Jedoch erst 1201 verlieh Erzbischof Hartwig II. für das Nielandt (1284: Nyenlande) das Privileg zur Kolonisierung, das erstmals 1207 im Bremischen Urkundenbuch erwähnt wird. Im 13. Jahrhundert entstand hier das Straßendorf Neuenlande im Obervieland, das damals noch bis zur Ochtum reichte. Längs der Höfe entstand ein Weg, die heutige stark befahrene Neuenlander Straße.

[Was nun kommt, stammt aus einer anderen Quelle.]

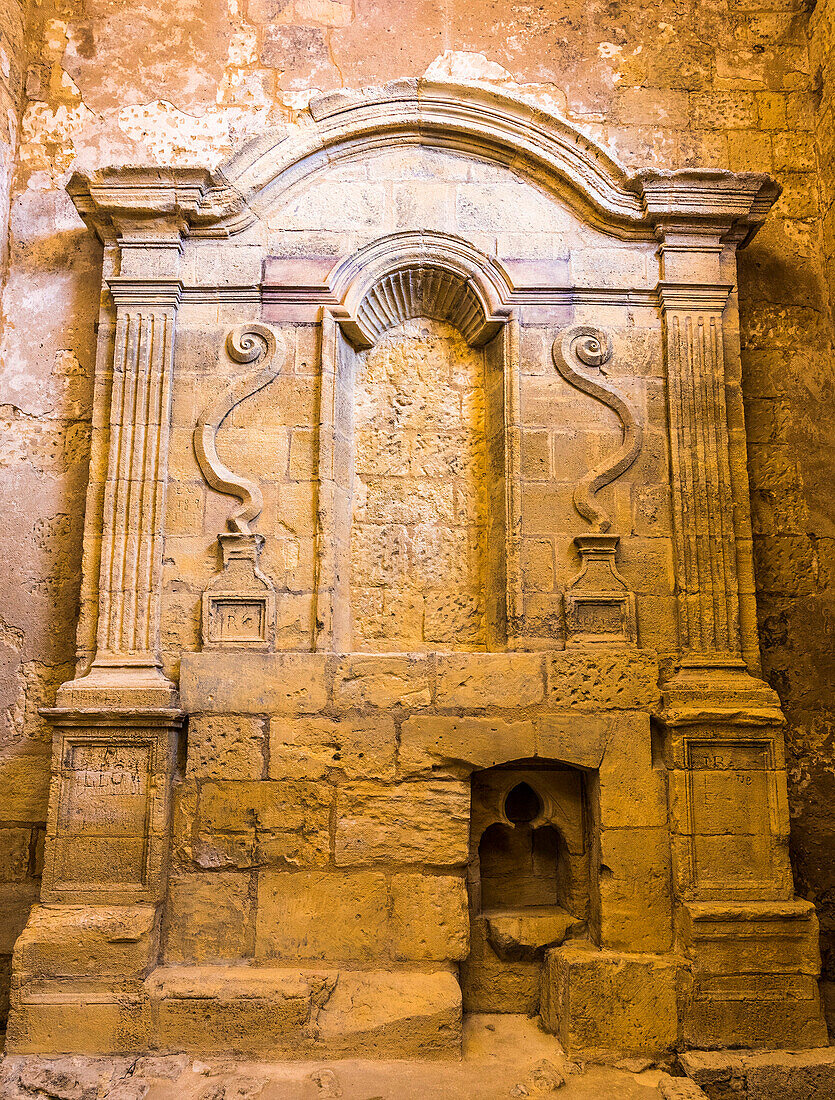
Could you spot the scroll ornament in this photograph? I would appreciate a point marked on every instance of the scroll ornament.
(593, 348)
(239, 603)
(246, 343)
(600, 608)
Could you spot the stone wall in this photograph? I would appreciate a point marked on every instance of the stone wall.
(668, 84)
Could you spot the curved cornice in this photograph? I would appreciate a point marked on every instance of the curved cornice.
(460, 118)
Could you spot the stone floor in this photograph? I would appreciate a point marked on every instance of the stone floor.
(504, 1056)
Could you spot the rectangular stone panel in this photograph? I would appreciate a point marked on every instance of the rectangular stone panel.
(321, 915)
(409, 823)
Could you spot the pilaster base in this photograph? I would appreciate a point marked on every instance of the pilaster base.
(755, 975)
(604, 1005)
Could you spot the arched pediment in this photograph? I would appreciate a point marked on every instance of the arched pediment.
(471, 120)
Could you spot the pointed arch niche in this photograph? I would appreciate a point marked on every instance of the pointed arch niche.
(418, 450)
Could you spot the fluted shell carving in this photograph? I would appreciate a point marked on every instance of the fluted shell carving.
(589, 347)
(245, 343)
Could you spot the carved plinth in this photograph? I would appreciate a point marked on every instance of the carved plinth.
(600, 609)
(107, 833)
(239, 604)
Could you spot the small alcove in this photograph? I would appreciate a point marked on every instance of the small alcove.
(528, 880)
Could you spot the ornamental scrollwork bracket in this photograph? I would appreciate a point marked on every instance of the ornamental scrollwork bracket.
(245, 343)
(600, 608)
(586, 345)
(239, 603)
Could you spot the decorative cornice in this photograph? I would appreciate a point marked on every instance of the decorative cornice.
(475, 121)
(145, 293)
(693, 296)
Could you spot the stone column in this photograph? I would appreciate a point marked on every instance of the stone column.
(753, 946)
(116, 726)
(128, 634)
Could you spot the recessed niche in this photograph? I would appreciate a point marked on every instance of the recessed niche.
(528, 882)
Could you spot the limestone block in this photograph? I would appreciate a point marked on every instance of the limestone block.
(14, 854)
(573, 737)
(24, 783)
(311, 748)
(429, 917)
(208, 917)
(252, 683)
(790, 1075)
(266, 822)
(233, 1009)
(78, 941)
(15, 901)
(226, 746)
(382, 681)
(73, 1022)
(476, 680)
(493, 985)
(408, 823)
(319, 1013)
(606, 1004)
(605, 679)
(474, 741)
(378, 1014)
(633, 793)
(333, 916)
(635, 889)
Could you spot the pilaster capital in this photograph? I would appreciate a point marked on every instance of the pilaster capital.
(140, 202)
(724, 205)
(145, 293)
(701, 297)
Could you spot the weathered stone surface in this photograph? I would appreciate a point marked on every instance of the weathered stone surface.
(603, 1004)
(314, 748)
(805, 1075)
(321, 915)
(415, 492)
(476, 680)
(209, 916)
(226, 747)
(253, 683)
(73, 942)
(430, 740)
(429, 917)
(382, 682)
(409, 823)
(244, 824)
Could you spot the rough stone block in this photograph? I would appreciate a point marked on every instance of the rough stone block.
(311, 748)
(603, 680)
(606, 1004)
(382, 681)
(321, 915)
(788, 1075)
(410, 823)
(429, 917)
(79, 941)
(15, 901)
(426, 741)
(226, 746)
(319, 1013)
(209, 917)
(476, 680)
(237, 682)
(270, 822)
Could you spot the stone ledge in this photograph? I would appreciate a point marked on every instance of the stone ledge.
(265, 1013)
(765, 1075)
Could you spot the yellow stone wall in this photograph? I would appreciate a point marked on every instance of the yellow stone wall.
(726, 84)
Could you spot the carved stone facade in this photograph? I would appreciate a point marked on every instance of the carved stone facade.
(497, 612)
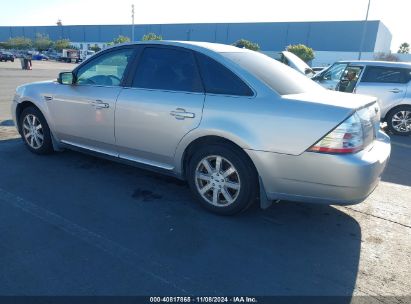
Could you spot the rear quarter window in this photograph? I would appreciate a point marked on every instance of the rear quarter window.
(218, 79)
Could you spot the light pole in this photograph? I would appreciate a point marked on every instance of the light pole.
(364, 30)
(132, 23)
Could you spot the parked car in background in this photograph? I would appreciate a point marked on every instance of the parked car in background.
(70, 55)
(232, 122)
(388, 81)
(6, 56)
(40, 56)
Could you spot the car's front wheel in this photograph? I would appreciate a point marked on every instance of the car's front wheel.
(222, 178)
(399, 120)
(35, 131)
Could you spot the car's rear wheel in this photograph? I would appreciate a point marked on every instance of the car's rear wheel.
(222, 179)
(35, 131)
(399, 120)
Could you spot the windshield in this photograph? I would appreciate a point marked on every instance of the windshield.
(279, 77)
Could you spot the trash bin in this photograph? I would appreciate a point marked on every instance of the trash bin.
(22, 63)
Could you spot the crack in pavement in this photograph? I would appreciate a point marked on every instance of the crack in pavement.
(376, 216)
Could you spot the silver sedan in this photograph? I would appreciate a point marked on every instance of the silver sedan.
(236, 124)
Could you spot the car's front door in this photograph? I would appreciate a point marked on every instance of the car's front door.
(163, 102)
(83, 113)
(389, 84)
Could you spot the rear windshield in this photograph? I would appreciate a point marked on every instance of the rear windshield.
(279, 77)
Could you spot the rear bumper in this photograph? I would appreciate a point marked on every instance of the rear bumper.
(323, 178)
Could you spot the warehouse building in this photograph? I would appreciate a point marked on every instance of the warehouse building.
(331, 40)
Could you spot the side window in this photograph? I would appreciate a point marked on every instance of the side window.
(167, 69)
(334, 72)
(220, 80)
(106, 70)
(386, 75)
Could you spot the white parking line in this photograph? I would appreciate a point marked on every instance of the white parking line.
(401, 144)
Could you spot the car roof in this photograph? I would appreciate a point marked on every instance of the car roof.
(216, 47)
(378, 63)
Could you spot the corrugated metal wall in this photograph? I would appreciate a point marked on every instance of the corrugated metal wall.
(344, 36)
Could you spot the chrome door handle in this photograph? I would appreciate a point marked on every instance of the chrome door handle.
(99, 104)
(180, 113)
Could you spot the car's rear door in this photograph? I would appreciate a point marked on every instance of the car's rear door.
(388, 84)
(83, 113)
(163, 102)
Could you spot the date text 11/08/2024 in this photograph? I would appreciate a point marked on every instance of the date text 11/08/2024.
(203, 300)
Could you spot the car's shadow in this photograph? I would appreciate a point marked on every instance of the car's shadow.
(289, 249)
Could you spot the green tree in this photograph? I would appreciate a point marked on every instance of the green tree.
(404, 48)
(120, 39)
(304, 52)
(243, 43)
(19, 43)
(151, 36)
(61, 44)
(42, 42)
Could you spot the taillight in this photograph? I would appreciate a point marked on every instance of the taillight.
(348, 137)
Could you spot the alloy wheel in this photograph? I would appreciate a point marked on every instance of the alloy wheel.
(33, 131)
(217, 180)
(401, 121)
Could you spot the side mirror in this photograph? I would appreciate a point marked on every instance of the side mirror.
(66, 78)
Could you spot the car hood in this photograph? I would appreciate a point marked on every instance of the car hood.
(35, 90)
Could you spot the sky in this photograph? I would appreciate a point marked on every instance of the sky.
(395, 14)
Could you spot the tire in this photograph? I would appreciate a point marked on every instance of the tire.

Als erster der zehn aus der Umgebung herausragenden Wurtenhügel musste nun, vor der unmittelbar bevorstehenden Zerstörung des Bodendenkmals durch tiefgreifende Neubebauung der unterirdische Rest des Wohnhügels ausgegraben bzw. archäologisch dokumentiert werden. Die Grabungsfirma Archäofirm mit dem Grabungsleiter Felix Jordan legte eine 1000 Quadratmeter große Fläche, teilweise bis in drei Metern Tiefe frei. Die erste archäologische Ausgrabung einer der Wurten an der Neuenlander Straße ist seit letzter Woche abgeschlossen. Sie brachte einige Erkenntnisse über die Entwicklung und das Aussehen der wie an einer Kette aufgereihten Wohnhügel, bei denen wie bei einer Zwiebel mächtige Siedlungsschichten verschiedener Jahrhunderte übereinanderliegen. Tief im Untergrund fanden sich stabile Holzgründungen von Wohn- und Stallgebäuden. Dendrochronologisch datieren die ältesten Pfosten in die Zeit um 1230, als der selbstbewusste und expansionsfreudige Bremer Erzbischof Gerhard II. (* um 1190; † 28. August 1258) im Land Bremen herrschte.
Offensichtlich bestand die letzte Wurt aus zwei zusammengewachsenen einzelnen Wurtenerhöhungen, die durch Gräben getrennt waren.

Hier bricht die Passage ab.